Citing the need “to preserve the status quo, prevent the collapse of the home healthcare industry, and avoid institutionalizing patients who could be cared for at home,” the New York Department of Labor (NYDOL) has issued emergency regulations to ensure consistency with longstanding opinion letters issued by the Department and to clarify that time spent sleeping and on meal breaks is not compensable time for home healthcare aides who work shifts of 24 hours or longer at a client’s home.  The NYDOL expressly noted that the emergency regulations were necessitated by recent decisions of the First (Manhattan) and Second (Brooklyn) Departments of the Appellate Division, which had relied on the language of the existing regulations to hold that such time was in fact compensable.  Those decisions – Andryeyeva v. New York Health Care, Inc., 2017 N.Y. App. Div.

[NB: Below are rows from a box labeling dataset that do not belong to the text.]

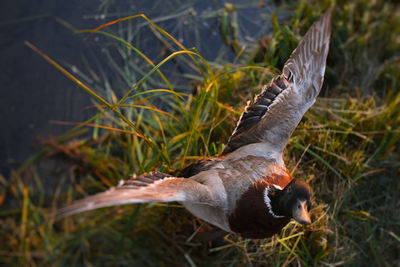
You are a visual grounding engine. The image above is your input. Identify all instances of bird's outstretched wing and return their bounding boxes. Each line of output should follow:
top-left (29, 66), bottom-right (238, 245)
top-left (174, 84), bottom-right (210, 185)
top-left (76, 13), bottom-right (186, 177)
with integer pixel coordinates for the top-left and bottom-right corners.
top-left (57, 172), bottom-right (217, 217)
top-left (222, 9), bottom-right (332, 154)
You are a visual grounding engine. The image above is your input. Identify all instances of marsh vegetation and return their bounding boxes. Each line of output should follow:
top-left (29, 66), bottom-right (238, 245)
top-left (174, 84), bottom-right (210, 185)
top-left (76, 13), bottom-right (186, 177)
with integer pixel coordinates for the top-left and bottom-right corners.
top-left (0, 0), bottom-right (400, 266)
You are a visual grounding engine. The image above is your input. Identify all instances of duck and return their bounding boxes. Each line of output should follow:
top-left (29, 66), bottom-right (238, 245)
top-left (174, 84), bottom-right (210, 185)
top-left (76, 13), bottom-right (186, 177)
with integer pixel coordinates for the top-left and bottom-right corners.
top-left (57, 9), bottom-right (332, 239)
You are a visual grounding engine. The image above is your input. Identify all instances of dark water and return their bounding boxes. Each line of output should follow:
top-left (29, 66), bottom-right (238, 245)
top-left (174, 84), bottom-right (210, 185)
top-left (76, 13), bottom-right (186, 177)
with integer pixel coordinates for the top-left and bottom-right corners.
top-left (0, 0), bottom-right (282, 177)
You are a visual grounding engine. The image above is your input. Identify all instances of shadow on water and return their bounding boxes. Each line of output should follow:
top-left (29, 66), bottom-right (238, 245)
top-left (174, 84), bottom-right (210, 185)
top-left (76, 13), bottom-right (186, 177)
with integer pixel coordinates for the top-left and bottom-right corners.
top-left (0, 0), bottom-right (280, 177)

LEXIS 6408 (N.Y. App. Div. 2nd Dep’t Sept. 13, 2017); Moreno v. Future Care Health Services, Inc., 2017 N.Y. App. Div. LEXIS 6462 (N.Y. App. Div. 2nd Dep’t Sept. 13, 2017); and Tokhtaman v. Human Care, LLC, 149 A.D.3d 476 (N.Y. App. Div. 1st Dep’t Apr. 11, 2017) – are the subject of continued appeals and were addressed in a recent Jackson Lewis article, which can be found here .

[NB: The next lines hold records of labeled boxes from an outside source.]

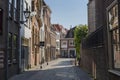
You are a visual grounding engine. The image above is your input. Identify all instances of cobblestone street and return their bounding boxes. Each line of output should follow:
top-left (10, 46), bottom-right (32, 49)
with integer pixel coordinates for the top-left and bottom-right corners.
top-left (9, 58), bottom-right (91, 80)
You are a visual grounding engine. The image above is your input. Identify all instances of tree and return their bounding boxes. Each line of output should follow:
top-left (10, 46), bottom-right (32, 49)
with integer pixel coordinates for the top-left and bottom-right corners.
top-left (74, 24), bottom-right (88, 59)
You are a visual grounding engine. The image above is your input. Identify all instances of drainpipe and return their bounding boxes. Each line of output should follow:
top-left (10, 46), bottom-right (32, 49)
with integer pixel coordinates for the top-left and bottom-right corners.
top-left (4, 0), bottom-right (9, 80)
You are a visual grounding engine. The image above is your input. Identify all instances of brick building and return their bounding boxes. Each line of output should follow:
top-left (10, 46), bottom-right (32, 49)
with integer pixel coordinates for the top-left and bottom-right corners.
top-left (60, 27), bottom-right (76, 57)
top-left (81, 0), bottom-right (120, 80)
top-left (30, 0), bottom-right (42, 67)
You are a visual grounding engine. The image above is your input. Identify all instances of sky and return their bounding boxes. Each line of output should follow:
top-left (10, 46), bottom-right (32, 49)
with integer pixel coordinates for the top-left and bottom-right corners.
top-left (45, 0), bottom-right (88, 29)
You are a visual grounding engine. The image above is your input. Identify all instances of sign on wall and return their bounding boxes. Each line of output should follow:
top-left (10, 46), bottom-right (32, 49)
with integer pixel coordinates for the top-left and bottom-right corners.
top-left (0, 8), bottom-right (3, 35)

The emergency regulations reiterate that the Department interpets New York law consistently with the FLSA on this issue and provides renewed hope for the home healthcare industry, which continues to operate under the specter of financial ruin based on the appellate court decisions  – decisions which would require payment of minimum wages well in excess of the amounts received by home care agencies for their services, particularly those agencies implementing government-funded programs.  Because the revisions were made to the regulations on an emergency basis, they are in effect only until January 3, 2018.  However, the NYDOL intends to issue permanent regulations and has stated that it will be issuing a notice of proposed rulemaking in this respect.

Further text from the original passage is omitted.